Second Vice President of Costa Rica
- In office 8 May 2010 – 8 May 2014 Serving with Alfio Piva
- President: Laura Chinchilla
- Preceded by: Kevin Casas Zamora
- Succeeded by: Ana Helena Chacón

Minister of Finance
- In office 2 April 2012 – 1 May 2012
- President: Laura Chinchilla
- Preceded by: Fernando Herrero Acosta
- Succeeded by: Edgar Ayales Esna

Vice Minister of Finance
- In office 16 August 1977 – 8 May 1978
- President: Daniel Oduber Quirós
- Preceded by: Federico Herrera Serrano
- Succeeded by: Leonel Baruch Goldberg

Personal details
- Born: Luis Liberman Ginsburg 1 August 1946 (age 79) San José, Costa Rica
- Party: PLN
- Spouse: Patricia Loterstein ​(m. 1974)​
- Children: 3
- Education: University of California, Los Angeles (BA) University of Illinois Chicago (PhD)
- Occupation: Economist; politician; businessman; banker; professor;

= Luis Liberman =

Costa Rican politician and businessman (born 1946)

Luis Liberman Ginsburg (born 1 August 1946) is a Costa Rican economist, businessman and politician who served as Second Vice President of Costa Rica from 2010 to 2014. A member of the National Liberation Party, he previously worked as general manager of Scotiabank in Costa Rica from 2006 to 2009 and served in the board of the Costa Rican Institute of Electricity. He was an economics professor at the University of Costa Rica.

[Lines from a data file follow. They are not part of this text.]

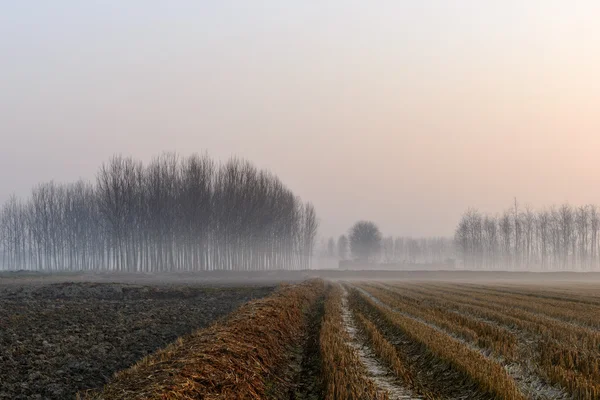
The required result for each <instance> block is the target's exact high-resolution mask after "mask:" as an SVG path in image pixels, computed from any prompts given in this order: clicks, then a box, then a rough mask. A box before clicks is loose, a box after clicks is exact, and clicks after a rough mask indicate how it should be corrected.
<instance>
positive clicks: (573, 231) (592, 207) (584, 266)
mask: <svg viewBox="0 0 600 400" xmlns="http://www.w3.org/2000/svg"><path fill="white" fill-rule="evenodd" d="M599 232H600V211H599V208H598V207H597V206H595V205H588V206H582V207H572V206H570V205H569V204H563V205H562V206H560V207H551V208H549V209H545V210H542V211H534V210H532V209H531V208H530V207H524V208H523V209H521V208H519V205H518V203H517V202H516V201H515V204H514V206H513V207H511V208H510V209H508V210H506V211H505V212H504V213H502V214H501V215H499V216H490V215H484V214H482V213H480V212H478V211H477V210H473V209H470V210H468V211H467V212H466V213H465V214H464V215H463V216H462V218H461V220H460V223H459V225H458V227H457V228H456V233H455V242H456V247H457V249H458V252H459V254H460V255H461V257H462V260H463V263H464V265H465V266H467V267H471V268H484V269H499V268H502V269H542V270H570V269H579V270H595V269H599V268H600V254H599V240H600V236H599Z"/></svg>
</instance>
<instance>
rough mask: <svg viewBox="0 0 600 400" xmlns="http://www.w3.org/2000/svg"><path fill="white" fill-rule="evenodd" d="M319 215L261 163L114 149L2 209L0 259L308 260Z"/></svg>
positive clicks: (202, 269)
mask: <svg viewBox="0 0 600 400" xmlns="http://www.w3.org/2000/svg"><path fill="white" fill-rule="evenodd" d="M317 227H318V221H317V216H316V213H315V209H314V207H313V206H312V205H311V204H310V203H303V202H302V201H301V200H300V199H299V198H298V197H297V196H295V195H294V193H292V192H291V191H290V190H289V189H288V188H287V187H285V186H284V185H283V184H282V183H281V181H280V180H279V179H278V178H277V177H276V176H274V175H272V174H271V173H269V172H267V171H262V170H258V169H257V168H256V167H254V166H253V165H252V164H251V163H249V162H247V161H243V160H240V159H237V158H234V159H231V160H229V161H228V162H226V163H224V164H217V163H215V162H214V161H213V160H212V159H211V158H210V157H208V156H207V155H202V156H199V155H192V156H190V157H188V158H180V157H179V156H177V155H176V154H171V153H166V154H163V155H161V156H159V157H156V158H155V159H153V160H152V161H151V162H150V163H149V164H147V165H143V164H142V163H141V162H139V161H136V160H134V159H132V158H127V157H121V156H115V157H113V158H112V159H111V160H110V161H109V162H108V163H105V164H104V165H102V166H101V168H100V169H99V171H98V174H97V177H96V182H95V184H91V183H86V182H76V183H71V184H66V185H59V184H56V183H53V182H50V183H44V184H41V185H39V186H37V187H36V188H34V189H33V190H32V193H31V196H30V197H29V198H28V199H26V200H25V201H21V200H19V199H17V198H16V197H12V198H10V199H9V200H8V202H6V204H5V205H4V206H3V208H2V210H1V214H0V251H1V252H2V254H1V255H2V259H1V262H2V267H3V268H10V269H17V268H20V269H41V270H52V271H55V270H112V271H143V272H151V271H152V272H156V271H184V270H185V271H197V270H214V269H221V270H261V269H305V268H310V262H311V261H310V260H311V256H312V252H313V247H314V242H315V237H316V234H317Z"/></svg>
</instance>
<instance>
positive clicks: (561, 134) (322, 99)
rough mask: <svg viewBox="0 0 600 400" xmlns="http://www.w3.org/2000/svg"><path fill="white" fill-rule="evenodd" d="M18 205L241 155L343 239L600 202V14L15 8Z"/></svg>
mask: <svg viewBox="0 0 600 400" xmlns="http://www.w3.org/2000/svg"><path fill="white" fill-rule="evenodd" d="M0 7H1V9H2V12H1V13H0V201H4V200H6V199H7V198H8V197H9V196H10V195H11V194H13V193H14V194H17V195H18V196H23V197H25V196H27V194H28V192H29V190H30V189H31V187H32V186H34V185H36V184H37V183H39V182H43V181H49V180H55V181H58V182H69V181H73V180H77V179H79V178H83V179H86V180H94V179H95V174H96V170H97V168H98V166H99V165H100V164H101V163H102V162H104V161H106V160H107V159H108V158H109V157H110V156H111V155H113V154H115V153H119V154H123V155H127V156H133V157H135V158H138V159H141V160H144V161H148V160H150V159H151V158H152V157H153V156H155V155H157V154H160V153H161V152H163V151H175V152H178V153H180V154H181V155H184V156H185V155H188V154H191V153H193V152H198V153H202V152H208V153H209V154H210V155H212V156H213V157H215V158H216V159H219V160H226V159H227V158H229V157H231V156H233V155H237V156H241V157H244V158H247V159H249V160H251V161H253V162H254V163H255V164H256V165H257V166H259V167H261V168H267V169H270V170H272V171H273V172H274V173H276V174H277V175H278V176H279V177H280V178H281V179H282V180H283V181H284V182H285V183H286V184H287V185H288V186H289V187H290V188H291V189H292V190H293V191H294V192H295V193H297V194H298V195H300V196H301V197H302V198H303V199H304V200H307V201H311V202H313V203H314V204H315V207H316V209H317V212H318V214H319V218H320V223H321V230H320V232H321V234H322V235H323V236H329V235H335V236H337V235H339V234H341V233H344V232H346V231H347V229H348V228H349V227H350V226H351V225H352V223H353V222H355V221H356V220H361V219H367V220H372V221H375V222H376V223H377V224H378V225H379V226H380V228H381V230H382V231H383V232H384V234H394V235H413V236H438V235H442V236H447V235H452V234H453V232H454V228H455V225H456V223H457V221H458V218H459V217H460V215H461V213H462V212H463V211H464V210H465V209H467V208H468V207H474V208H477V209H480V210H482V211H485V212H490V213H496V212H501V211H502V210H504V209H505V208H508V207H509V206H510V204H511V203H512V202H513V199H514V198H515V197H517V198H518V199H519V202H520V203H521V204H530V205H531V206H533V207H534V208H535V207H544V206H549V205H552V204H559V203H562V202H566V201H568V202H570V203H572V204H576V205H582V204H588V203H596V204H598V203H600V184H599V183H600V24H598V23H597V22H598V20H600V2H598V1H591V0H590V1H586V0H573V1H567V0H565V1H556V0H528V1H522V0H505V1H502V2H499V1H498V2H488V1H485V2H484V1H479V0H445V1H442V0H439V1H433V0H419V1H417V0H415V1H406V0H404V1H403V0H393V1H392V0H390V1H383V0H380V1H372V2H367V1H354V0H330V1H327V2H322V1H310V0H309V1H303V2H288V1H280V0H279V1H277V0H264V1H253V2H250V1H241V0H240V1H227V0H223V1H197V0H193V1H192V0H190V1H184V0H179V1H170V2H167V1H152V0H128V1H118V0H104V1H99V0H98V1H95V0H89V1H75V0H73V1H66V0H56V1H52V2H49V1H41V0H38V1H31V2H25V1H12V0H0Z"/></svg>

Liberman's family moved to Costa Rica from Poland prior to World War II. He is the grandson of the first Mohel of Costa Rica's small Jewish community.

==Politics==
Liberman was chosen as a vice president to President Laura Chinchilla mainly due to his expertise in economic affairs. He also said that Costa Rica under Chinchilla would be less active in the Middle East and foreign policy would focus more on Latin America while maintaining good relations with Israel, which he described as "excellent" as well as Egypt and other Arab states. He was briefly acting finance minister in 2012.